Sejm przesłał w nocy z czwartku na piątek poselski projekt nowelizacji ustawy o podatku akcyzowym doKomitetu Integracji Europejskiej. Zgodnie z nowelizacją, wysokość akcyzy na benzynę bezołowiową ma być ustalana w ustawie, a nie w rozporządzeniu ministra finansów.
Według projektu, wysokość akcyzy na benzynę bezołowiową ma być ustalona w ustawie na poziomie 1 tys. 315 zł na 1 tys. litrów. Jest to wysokość identyczna z obecnie stosowaną, określoną w rozporządzeniu ministra finansów.

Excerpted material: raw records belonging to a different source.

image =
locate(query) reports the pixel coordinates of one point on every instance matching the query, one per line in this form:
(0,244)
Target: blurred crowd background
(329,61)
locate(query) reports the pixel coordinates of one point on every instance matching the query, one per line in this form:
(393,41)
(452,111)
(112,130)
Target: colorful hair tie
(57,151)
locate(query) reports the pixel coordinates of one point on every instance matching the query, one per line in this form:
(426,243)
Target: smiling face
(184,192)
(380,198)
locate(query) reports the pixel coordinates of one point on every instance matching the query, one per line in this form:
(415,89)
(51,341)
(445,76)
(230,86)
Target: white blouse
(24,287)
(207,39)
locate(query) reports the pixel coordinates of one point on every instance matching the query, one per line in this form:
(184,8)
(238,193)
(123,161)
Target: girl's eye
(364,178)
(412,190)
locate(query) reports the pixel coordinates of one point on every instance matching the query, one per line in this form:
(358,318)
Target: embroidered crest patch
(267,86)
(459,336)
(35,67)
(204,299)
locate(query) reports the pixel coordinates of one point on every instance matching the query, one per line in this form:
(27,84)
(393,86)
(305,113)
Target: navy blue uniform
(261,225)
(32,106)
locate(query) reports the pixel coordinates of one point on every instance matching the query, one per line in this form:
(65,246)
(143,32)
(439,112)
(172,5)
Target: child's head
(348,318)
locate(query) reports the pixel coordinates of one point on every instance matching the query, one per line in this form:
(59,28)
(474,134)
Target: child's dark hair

W trakcie obrad w nocy z czwartku na piątek została zgłoszona poprawka, zgodnie z którą przepisy te miałyby wejść w życie od 1 stycznia 2007 roku.

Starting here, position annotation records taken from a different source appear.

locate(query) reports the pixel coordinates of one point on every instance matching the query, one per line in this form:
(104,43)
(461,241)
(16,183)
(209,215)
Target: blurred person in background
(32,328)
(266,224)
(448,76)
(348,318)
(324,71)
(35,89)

Jak powiedziała 11 stycznia Anita Błochowiak (SLD) w imieniu grupy posłów proponujących ten projekt, chodzi o to, by minister finansów nie mógł bez szerszej konsultacji społecznej dowolnie kształtować wysokości akcyzy na paliwa.
"Nie może być tak, że z dnia na dzień, z godziny na godzinę minister finansów zdecyduje o zmianie stawek akcyzy, a tym samym wszyscy obywatele i przedsiębiorcy poniosą większe koszty przy zakupie benzyny" - mówiła Błochowiak 11 stycznia podczas sejmowej debaty nad projektem.
W nocy z czwartku na piątek przeciwko projektowi był Artur Zawisza występujący w imieniu PiS, poparcie zapowiedziała Krystyna Skowrońska w imieniu PO.
Negatywne stanowisko wobec tej nowelizacji przedstawił w imieniu rządu wiceminister finansów Mirosław Barszcz, który 11 stycznia zapowiedział, że w ciągu kilku miesięcy rząd zaproponuje umieszczenie w ustawie wszystkich stawek podatku akcyzowego.